Two Puerto Rican men pleaded guilty today to federal charges of conspiracy to commit a hate crime and obstruction of justice, arising out of an assault with a dangerous weapon against a transgender woman because of her gender identity.
According to court documents, on Feb. 24, 2020, at around 12:29 a.m. ET, Jordany Rafael Laboy-Garcia and Christian Yamaurie Rivera-Otero, along with their former co-defendant Anthony Steven Lobos-Ruiz, were out driving together in Toa Baja, Puerto Rico, when they saw the victim, identified as A.N.L., standing under a tent near the side of the road. The defendants recognized A.N.L. from social media posts concerning an incident that had occurred the day prior at a McDonald’s in Toa Baja. During that incident, A.N.L. had used a stall in the McDonald’s women’s restroom.
Upon recognizing A.N.L., Lobos-Ruiz used his iPhone to record a video of himself yelling, “la loca, la loca,” as well as other disparaging and threatening comments to A.N.L. from inside the car. The defendants then decided to get a paintball gun to shoot A.N.L. and record another iPhone video. Within 30 minutes, they retrieved a paintball gun and returned to the location where they had last seen A.N.L., who was still at that location. Lobos-Ruiz then used his iPhone to record Laboy-Garcia shooting at A.N.L. multiple times with the paintball gun. After the assault ended, Lobos Ruiz shared the iPhone video recordings with others.
Several hours later, Rivera-Otero and Lobos-Ruiz exchanged text messages, in which they told each other to delete the evidence of their harassment and paintball gun assault of A.N.L., in order to conceal their involvement. Following this message exchange, Lobos-Ruiz deleted the videos on his iPhone of himself yelling at A.N.L. and of Laboy-Garcia firing paintballs at A.N.L.

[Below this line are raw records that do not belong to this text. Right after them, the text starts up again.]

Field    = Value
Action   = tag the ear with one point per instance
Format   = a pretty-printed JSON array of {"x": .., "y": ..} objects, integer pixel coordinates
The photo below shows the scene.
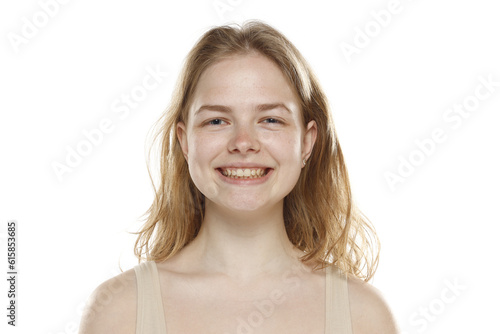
[
  {"x": 309, "y": 139},
  {"x": 182, "y": 137}
]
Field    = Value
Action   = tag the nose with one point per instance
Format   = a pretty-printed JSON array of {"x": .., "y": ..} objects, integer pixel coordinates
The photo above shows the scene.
[{"x": 244, "y": 140}]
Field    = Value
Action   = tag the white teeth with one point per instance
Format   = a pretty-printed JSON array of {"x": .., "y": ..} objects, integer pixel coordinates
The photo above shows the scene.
[{"x": 246, "y": 173}]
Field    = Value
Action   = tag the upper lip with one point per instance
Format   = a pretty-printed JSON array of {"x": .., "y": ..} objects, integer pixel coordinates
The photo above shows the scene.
[{"x": 243, "y": 165}]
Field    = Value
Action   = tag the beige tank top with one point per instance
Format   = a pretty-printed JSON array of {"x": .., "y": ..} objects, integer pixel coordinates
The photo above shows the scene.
[{"x": 151, "y": 318}]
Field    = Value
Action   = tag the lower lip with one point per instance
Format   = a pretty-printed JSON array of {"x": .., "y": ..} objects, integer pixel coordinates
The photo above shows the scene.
[{"x": 245, "y": 182}]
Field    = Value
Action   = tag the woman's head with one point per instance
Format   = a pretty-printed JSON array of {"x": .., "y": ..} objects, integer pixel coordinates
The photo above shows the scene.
[{"x": 318, "y": 212}]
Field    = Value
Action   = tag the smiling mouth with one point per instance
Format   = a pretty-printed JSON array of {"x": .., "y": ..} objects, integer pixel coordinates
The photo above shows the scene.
[{"x": 244, "y": 173}]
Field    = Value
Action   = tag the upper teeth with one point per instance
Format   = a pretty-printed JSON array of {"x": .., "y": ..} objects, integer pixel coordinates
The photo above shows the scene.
[{"x": 246, "y": 172}]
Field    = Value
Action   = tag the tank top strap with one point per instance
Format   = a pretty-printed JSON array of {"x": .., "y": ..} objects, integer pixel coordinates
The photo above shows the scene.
[
  {"x": 150, "y": 314},
  {"x": 338, "y": 312}
]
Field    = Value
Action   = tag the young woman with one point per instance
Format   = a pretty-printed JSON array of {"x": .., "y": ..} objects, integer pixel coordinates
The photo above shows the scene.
[{"x": 253, "y": 229}]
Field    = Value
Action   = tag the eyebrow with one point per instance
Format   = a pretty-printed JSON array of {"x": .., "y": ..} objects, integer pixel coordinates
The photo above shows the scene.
[{"x": 260, "y": 107}]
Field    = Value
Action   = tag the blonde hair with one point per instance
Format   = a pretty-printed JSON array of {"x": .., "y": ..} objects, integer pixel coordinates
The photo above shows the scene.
[{"x": 319, "y": 214}]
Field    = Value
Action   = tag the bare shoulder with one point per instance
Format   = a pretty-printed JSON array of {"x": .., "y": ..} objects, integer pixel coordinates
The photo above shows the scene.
[
  {"x": 112, "y": 306},
  {"x": 370, "y": 313}
]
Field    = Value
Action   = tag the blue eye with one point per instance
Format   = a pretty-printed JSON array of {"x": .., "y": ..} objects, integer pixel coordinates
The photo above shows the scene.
[{"x": 216, "y": 121}]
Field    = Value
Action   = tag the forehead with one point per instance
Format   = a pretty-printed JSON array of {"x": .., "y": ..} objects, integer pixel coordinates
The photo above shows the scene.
[{"x": 240, "y": 80}]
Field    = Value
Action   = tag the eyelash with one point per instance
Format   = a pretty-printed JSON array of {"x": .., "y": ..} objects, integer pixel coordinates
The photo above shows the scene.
[{"x": 276, "y": 121}]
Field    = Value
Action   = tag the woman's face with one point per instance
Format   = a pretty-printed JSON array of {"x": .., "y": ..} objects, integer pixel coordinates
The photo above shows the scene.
[{"x": 244, "y": 140}]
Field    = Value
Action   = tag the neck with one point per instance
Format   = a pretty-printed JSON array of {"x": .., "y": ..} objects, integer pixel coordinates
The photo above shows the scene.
[{"x": 243, "y": 245}]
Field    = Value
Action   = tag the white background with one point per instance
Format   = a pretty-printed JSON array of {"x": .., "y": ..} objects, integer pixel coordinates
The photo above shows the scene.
[{"x": 440, "y": 225}]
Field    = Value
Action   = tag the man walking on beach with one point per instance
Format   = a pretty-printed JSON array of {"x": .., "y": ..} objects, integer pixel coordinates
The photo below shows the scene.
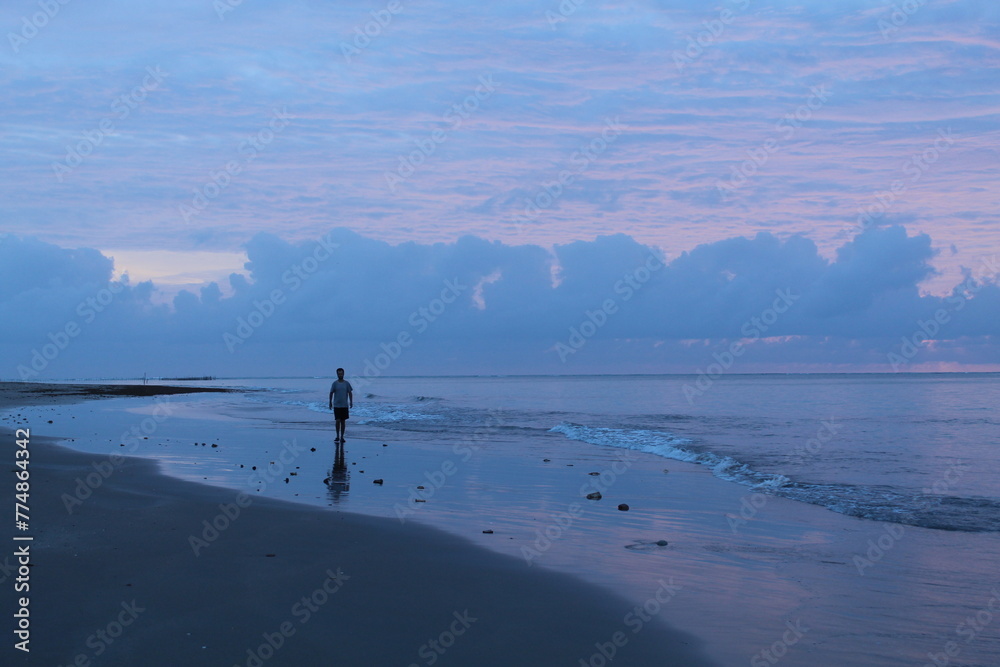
[{"x": 341, "y": 398}]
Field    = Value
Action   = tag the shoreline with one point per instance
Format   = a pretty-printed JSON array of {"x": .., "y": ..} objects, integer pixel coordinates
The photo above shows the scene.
[{"x": 286, "y": 584}]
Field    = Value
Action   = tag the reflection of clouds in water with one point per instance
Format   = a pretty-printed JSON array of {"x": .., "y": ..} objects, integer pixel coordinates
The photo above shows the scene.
[{"x": 338, "y": 484}]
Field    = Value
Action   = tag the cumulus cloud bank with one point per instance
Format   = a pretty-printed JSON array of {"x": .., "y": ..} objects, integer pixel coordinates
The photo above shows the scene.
[{"x": 478, "y": 306}]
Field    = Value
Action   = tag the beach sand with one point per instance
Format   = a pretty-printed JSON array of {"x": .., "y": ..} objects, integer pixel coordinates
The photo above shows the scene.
[{"x": 118, "y": 582}]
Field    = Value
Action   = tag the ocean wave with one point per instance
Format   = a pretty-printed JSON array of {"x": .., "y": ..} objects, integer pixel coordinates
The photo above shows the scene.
[
  {"x": 672, "y": 446},
  {"x": 876, "y": 503}
]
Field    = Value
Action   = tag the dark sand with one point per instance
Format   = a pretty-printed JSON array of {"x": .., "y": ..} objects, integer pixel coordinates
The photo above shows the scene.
[{"x": 124, "y": 556}]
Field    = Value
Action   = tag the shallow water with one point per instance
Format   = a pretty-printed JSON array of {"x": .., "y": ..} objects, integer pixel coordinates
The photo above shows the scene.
[{"x": 813, "y": 503}]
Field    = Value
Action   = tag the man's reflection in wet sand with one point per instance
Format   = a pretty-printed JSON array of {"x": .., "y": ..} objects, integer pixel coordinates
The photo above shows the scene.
[{"x": 339, "y": 481}]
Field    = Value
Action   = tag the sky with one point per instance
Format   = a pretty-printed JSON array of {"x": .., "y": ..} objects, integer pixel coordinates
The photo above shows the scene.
[{"x": 234, "y": 188}]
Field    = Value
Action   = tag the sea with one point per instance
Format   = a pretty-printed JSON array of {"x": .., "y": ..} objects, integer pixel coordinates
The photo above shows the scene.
[{"x": 807, "y": 519}]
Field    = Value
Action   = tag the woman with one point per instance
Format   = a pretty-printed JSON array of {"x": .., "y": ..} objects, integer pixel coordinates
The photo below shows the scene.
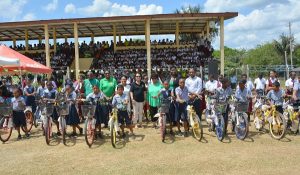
[{"x": 153, "y": 90}]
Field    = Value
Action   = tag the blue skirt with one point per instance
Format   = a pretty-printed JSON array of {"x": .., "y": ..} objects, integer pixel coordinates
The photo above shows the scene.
[{"x": 73, "y": 117}]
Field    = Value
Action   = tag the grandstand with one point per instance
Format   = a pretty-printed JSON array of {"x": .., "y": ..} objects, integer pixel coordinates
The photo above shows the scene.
[{"x": 66, "y": 54}]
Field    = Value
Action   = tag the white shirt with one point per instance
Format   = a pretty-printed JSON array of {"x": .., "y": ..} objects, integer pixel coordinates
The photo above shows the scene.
[
  {"x": 290, "y": 83},
  {"x": 194, "y": 85},
  {"x": 260, "y": 83},
  {"x": 211, "y": 86}
]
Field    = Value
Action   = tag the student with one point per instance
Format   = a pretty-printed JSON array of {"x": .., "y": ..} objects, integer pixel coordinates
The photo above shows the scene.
[
  {"x": 120, "y": 101},
  {"x": 94, "y": 98},
  {"x": 73, "y": 117},
  {"x": 51, "y": 94},
  {"x": 275, "y": 96},
  {"x": 182, "y": 97},
  {"x": 19, "y": 119}
]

“The defendants are being held accountable for assaulting a transgender woman because of her gender identity and then trying to obstruct an investigation into that assault,” said Assistant Attorney General Kristen Clarke of the Justice Department’s Civil Rights Division. “Acts of violence against LGBTQI+ people have no place in our society today. As we mark 25 years since the death of Matthew Shepard, the Justice Department remain steadfast in its commitment to investigate and prosecute those who target LGBTQI+ people with acts of violence.”
“To assault an innocent victim who posed no threat to the defendants for no other reason than her gender identity is reprehensible behavior that will not be tolerated,” said U.S. Attorney W. Stephen Muldrow for the District of Puerto Rico. “The Justice Department will continue to vigorously defend the rights of all people, regardless of their gender identity, to be free from hate-fueled violence. Our community must stand together against acts of violence motivated by hate for any group of people – we remain steadfast in our commitment to prosecute civil rights violations and keep our communities safe and free from fear.”
“What makes our country great is our diversity in all aspects of life,” said Special Agent in Charge Joseph Gonzalez of the FBI San Juan Field Office. “This diversity makes us strong, and criminal acts undermine our society’s foundations. The FBI will not tolerate hateful criminal activity of any kind and will pursue these cases to the full extent of the law. We urge anyone who thinks they have been a victim or a witness to a hate crime to call 787-987-6500 or leave a tip by visiting Tips.FBI.Gov. Know that we are here for you.”
As part of the plea agreement, Laboy-Garcia pleaded guilty to conspiring to commit a hate crime and admitted that he shot paintballs at A.N.L. because she was, and was perceived to be, transgender. Rivera-Otero pleaded guilty to obstruction of justice and admitted to directing his co-defendant to delete video recordings of the assault and harassment of A.N.L.
Sentencing hearings for both defendants have been scheduled for Nov. 10. A federal district court judge will determine any sentence after consideration of the U.S. Sentencing Guidelines and other statutory factors.
Lobos-Ruiz previously pleaded guilty to committing a hate crime and was sentenced to 33 months in prison.
The FBI San Juan Field Office investigated the case.